Would I live like this?

What did I ask of this world?

Did I ask for worship claiming to be a diving birth?

Is it wrong to ask for acceptance as a human being?

I want to see you as a brother and a father

The cruelty of the call for bed is enough.

Let me live as a human being.

I will be educated, I will go for job,

I will be just.

I will be a mother to show love

I will be a relative to help.

Oh Earth! Would you accept me?

                                This song is of a modernistic approach, where the trans-women are fighting for their rights to education and working in jobs. While the song starts from their tradition, talking about their festival of Koovagam, the song continues talking about their profession as prostitutes, and also begging in streets. It expresses their agony over the world which is neglecting to accept them as human beings. In general, trans-women are treated so badly, since they relate themselves to the profession of prostitution. But, this song tells that it was the society which pushed them into the profession and also that they yearn to come out of the bondage of such profession which is demeaning them. “Annan thambi varisaiyilae” is a very different song that gives a very different reason for their transformation. Though, this song is not sung by many trans-women, some enjoy singing this song.

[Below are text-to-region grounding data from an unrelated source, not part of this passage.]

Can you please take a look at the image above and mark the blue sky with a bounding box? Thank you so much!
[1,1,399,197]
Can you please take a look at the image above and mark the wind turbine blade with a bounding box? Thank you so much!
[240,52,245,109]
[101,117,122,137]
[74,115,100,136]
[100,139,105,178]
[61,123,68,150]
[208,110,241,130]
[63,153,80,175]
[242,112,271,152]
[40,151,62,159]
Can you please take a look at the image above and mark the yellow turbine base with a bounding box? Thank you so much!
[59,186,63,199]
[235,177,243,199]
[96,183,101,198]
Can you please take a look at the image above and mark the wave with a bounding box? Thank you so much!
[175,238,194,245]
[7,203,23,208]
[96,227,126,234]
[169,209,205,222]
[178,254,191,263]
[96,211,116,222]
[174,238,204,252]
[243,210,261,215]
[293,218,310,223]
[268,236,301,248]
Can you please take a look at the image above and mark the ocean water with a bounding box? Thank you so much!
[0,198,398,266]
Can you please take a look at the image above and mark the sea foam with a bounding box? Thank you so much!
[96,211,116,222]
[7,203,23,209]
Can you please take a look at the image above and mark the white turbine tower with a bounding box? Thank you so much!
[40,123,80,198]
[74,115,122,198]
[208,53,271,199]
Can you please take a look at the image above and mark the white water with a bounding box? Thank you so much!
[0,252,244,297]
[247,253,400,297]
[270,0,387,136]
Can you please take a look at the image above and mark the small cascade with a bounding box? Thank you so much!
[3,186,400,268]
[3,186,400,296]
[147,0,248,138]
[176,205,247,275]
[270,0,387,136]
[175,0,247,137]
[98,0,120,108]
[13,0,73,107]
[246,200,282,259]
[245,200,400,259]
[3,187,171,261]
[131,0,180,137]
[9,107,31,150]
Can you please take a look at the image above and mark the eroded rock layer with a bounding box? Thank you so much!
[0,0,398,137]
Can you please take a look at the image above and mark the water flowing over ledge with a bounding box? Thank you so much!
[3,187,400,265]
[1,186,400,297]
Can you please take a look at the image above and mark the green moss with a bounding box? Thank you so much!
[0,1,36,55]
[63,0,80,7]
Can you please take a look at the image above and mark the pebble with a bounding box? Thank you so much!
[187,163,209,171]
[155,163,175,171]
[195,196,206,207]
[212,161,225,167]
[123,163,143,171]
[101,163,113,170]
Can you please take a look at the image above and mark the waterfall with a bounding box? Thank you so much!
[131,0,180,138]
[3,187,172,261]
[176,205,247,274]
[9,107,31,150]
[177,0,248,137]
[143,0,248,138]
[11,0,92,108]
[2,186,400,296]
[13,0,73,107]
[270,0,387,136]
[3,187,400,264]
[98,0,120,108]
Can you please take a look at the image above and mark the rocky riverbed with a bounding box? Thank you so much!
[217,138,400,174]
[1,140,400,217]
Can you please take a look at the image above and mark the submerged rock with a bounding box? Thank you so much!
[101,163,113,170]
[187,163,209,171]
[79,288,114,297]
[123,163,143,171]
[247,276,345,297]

In the row of elder and younger brothers,

I was born as a boy,

But my mother who fed me with her loving milk,

Being disappointed for not having a baby girl,

Made me grow long hair, decorated it with flower garland,

Also applied kajal to my eyes.

Why rear me up as a girl, Kannama?

Who was the one who instilled femininity

Into me, while I was a man?

While the world and the society sees me

As a woman everyday,

Who threw me into such a situation?

Being a male physically,

But a woman mentally,

Does the world know the agony I go through?

Enough of all my burdens.

Now, leave me as I want t establish my path.

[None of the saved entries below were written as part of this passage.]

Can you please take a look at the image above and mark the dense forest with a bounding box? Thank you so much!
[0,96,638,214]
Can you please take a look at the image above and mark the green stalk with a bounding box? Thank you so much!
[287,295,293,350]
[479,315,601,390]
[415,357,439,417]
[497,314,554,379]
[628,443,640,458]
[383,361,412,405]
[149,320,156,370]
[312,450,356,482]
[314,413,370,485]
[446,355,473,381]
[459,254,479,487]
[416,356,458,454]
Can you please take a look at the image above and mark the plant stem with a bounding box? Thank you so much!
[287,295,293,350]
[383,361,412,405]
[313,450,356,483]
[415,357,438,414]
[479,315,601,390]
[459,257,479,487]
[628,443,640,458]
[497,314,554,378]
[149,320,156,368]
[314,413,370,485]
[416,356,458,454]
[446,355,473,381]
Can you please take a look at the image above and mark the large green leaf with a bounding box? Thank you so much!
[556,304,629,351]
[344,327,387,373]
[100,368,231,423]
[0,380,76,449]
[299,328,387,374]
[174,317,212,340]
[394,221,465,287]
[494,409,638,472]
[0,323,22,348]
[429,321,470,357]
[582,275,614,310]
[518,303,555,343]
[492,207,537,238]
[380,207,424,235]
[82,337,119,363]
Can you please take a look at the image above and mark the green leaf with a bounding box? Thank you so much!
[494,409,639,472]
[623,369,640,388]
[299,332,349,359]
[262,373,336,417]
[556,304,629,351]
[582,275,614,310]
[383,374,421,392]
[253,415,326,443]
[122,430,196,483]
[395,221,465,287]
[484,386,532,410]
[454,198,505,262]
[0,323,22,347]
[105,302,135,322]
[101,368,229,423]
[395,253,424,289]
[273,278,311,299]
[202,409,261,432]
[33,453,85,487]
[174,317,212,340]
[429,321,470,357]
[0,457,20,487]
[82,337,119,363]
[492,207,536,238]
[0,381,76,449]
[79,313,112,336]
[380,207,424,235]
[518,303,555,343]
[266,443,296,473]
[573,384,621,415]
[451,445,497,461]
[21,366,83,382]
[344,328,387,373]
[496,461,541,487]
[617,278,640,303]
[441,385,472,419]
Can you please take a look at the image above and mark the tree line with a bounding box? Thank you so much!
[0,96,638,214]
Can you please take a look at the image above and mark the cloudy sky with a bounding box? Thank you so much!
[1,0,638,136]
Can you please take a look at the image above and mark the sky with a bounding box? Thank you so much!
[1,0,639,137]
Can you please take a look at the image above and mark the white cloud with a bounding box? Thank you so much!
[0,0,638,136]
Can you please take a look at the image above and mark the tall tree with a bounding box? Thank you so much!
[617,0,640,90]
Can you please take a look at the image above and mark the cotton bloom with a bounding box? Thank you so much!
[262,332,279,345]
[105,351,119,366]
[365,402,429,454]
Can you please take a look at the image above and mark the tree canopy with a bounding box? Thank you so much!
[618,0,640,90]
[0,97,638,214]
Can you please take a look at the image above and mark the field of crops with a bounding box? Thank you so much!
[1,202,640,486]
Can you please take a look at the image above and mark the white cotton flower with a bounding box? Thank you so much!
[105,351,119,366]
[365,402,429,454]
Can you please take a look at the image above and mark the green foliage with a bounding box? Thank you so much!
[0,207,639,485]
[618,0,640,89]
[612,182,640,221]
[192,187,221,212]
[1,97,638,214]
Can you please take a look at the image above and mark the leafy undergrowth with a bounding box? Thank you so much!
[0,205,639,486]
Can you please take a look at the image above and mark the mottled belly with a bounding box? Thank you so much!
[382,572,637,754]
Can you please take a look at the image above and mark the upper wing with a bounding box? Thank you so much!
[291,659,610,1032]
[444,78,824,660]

In the middle of the streets,

I stand like a hard tree,

And there are many like me.

I plead sincerely,

Please allow us to live as human beings.

                            This song is highly related to the practice of Tamil mothers, who love decorating their baby boy as a girl, to make themselves  feel better, while worrying about not having a baby girl. This song blames the mother as the reason for the transformation, saying that it was her, who instilled the idea of being feminine into the boy.

                         Though the songs that they sing are a part of their entertainment, their songs have a deep plea to the society, which denies them their basic right to live as a human being, which they deserve. They place it in the form of request to the society. These songs represent their culture, and they pass on these songs to their future generations.